In essence the appointment of a protector provides a means of monitoring the actions of a trustee and checking that appropriate action is taken to preserve the trust fund. In order to carry out such functions, protectors may commonly be given “positive” powers such as the power to appoint and remove trustees and “negative” powers such as the right to withhold consent to capital distributions to beneficiaries. The role of a protector can, therefore, be a significant one in the context of the administration of a trust.
Protectors may be appointed to act in a fiduciary or non-fiduciary capacity. Where the settlor’s intention in this regard is not clear, one will need to look at the nature of the particular powers given. As a rule of thumb, protectors will commonly have fiduciary obligations even if this is not expressly stated in the trust documentation. This is not always the case, however, and where, for example, the protector is also a beneficiary that expectation may be reversed. In any event we have seen a number of cases where the elements that may or may not point to a fiduciary role are in contradiction to one another and the position can very easily become one of nuance.

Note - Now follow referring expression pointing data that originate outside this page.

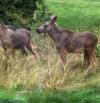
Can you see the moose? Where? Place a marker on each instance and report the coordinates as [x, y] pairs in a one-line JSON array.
[[67, 41], [12, 39]]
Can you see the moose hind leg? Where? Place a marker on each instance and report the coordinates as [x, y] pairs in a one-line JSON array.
[[63, 55], [29, 47], [86, 59], [23, 51]]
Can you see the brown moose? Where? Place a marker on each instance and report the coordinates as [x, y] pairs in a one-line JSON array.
[[69, 41], [12, 38]]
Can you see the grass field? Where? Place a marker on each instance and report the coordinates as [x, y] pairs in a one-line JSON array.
[[46, 80]]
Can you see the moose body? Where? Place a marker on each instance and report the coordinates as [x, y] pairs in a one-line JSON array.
[[71, 42], [12, 39]]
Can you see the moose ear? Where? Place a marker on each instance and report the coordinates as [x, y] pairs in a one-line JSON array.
[[53, 19]]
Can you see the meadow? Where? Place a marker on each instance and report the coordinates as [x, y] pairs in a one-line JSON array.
[[46, 80]]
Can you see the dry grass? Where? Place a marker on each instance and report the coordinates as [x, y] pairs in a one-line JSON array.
[[47, 71]]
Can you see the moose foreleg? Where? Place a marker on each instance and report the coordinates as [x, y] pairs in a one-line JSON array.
[[63, 55]]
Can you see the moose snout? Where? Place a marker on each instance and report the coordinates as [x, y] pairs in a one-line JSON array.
[[38, 31]]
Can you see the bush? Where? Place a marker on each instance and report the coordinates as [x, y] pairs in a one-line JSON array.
[[20, 12]]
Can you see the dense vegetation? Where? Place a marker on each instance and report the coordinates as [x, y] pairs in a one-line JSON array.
[[20, 12], [46, 80]]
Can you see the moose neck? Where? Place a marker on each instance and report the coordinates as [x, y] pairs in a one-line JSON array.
[[55, 33]]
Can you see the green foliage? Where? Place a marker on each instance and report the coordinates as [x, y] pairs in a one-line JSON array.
[[20, 12], [98, 50]]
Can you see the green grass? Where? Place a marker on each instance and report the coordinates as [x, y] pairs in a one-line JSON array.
[[76, 14], [53, 82], [86, 95]]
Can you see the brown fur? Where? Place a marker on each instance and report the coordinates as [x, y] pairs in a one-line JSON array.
[[12, 39], [69, 41]]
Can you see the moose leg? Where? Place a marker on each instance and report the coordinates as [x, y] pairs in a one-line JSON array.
[[8, 51], [63, 55], [30, 47], [86, 59], [92, 56], [24, 51]]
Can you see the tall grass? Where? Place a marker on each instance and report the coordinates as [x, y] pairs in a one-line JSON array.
[[70, 83]]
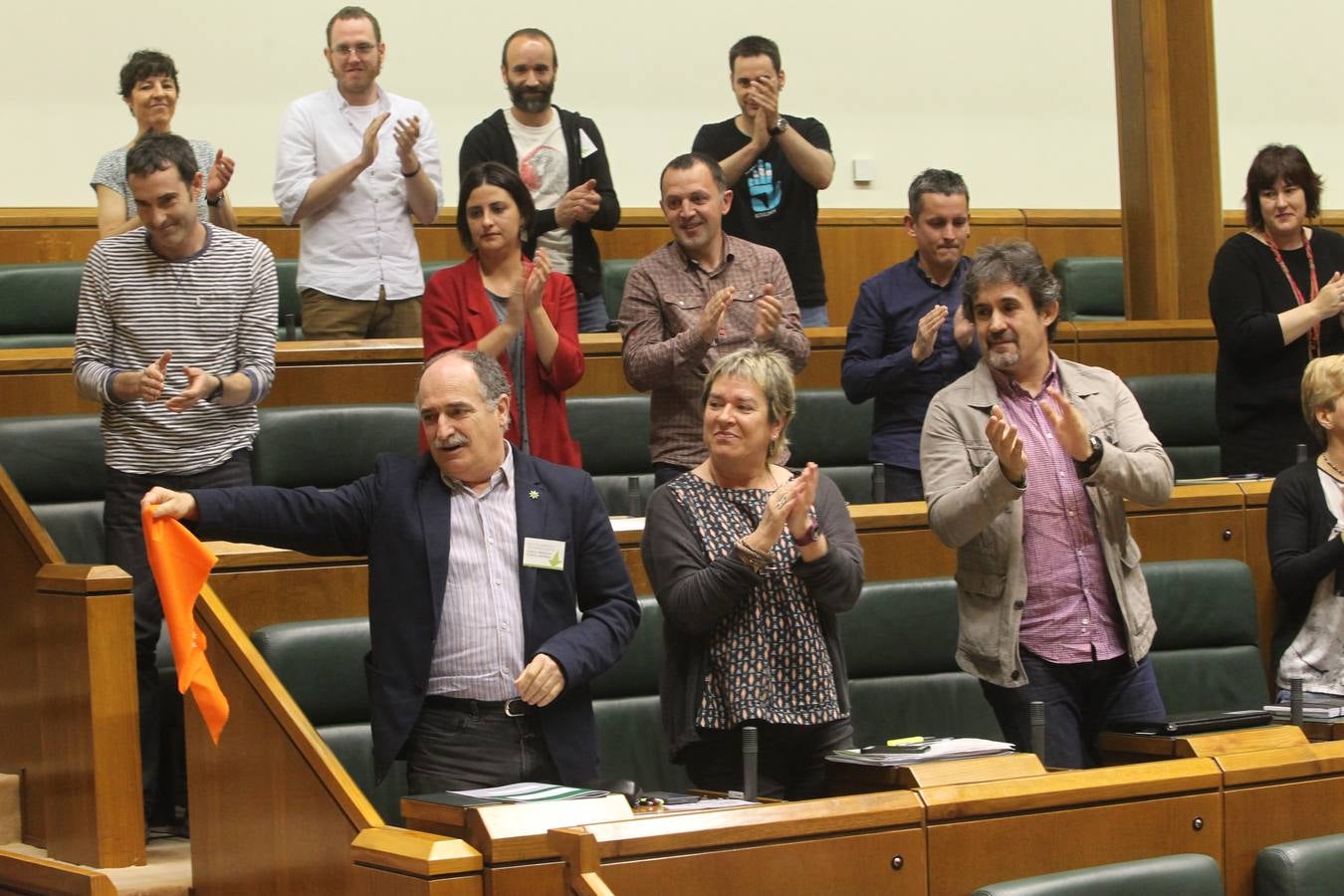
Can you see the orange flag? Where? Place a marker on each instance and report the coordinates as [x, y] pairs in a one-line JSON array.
[[181, 564]]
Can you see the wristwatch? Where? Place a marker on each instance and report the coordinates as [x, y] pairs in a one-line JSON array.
[[1085, 468], [219, 389]]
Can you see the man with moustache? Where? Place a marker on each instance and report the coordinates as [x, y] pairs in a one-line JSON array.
[[480, 560], [352, 181], [702, 296], [1027, 461], [776, 165], [907, 336], [176, 340], [560, 157]]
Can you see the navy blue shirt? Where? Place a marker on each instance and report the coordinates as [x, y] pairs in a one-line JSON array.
[[878, 362]]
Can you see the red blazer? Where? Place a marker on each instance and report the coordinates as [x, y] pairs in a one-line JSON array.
[[457, 314]]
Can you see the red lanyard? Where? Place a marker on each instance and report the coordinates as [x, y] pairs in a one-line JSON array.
[[1313, 342]]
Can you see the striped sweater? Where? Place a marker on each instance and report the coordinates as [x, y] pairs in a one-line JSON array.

Protectors can play an important role in ensuring dialogue between the parties that are interested in a trust. When the office works well, it can be a successful channel for maintaining harmony in the midst of competing interests or views. This can be particularly important, albeit potentially more difficult, following the death of a settlor.
Protectors’ powers mean that they can hold a large degree of influence over structures. Whilst this can undoubtedly be a positive factor, where the limitations of the role are not fully appreciated by those in office this can lead to significant problems for the administration of the trust. Such problems have been seen to materialise where, for example, a non-professional confidante of the settlor has been appointed and believes they are entitled to act in a quasi-trustee capacity.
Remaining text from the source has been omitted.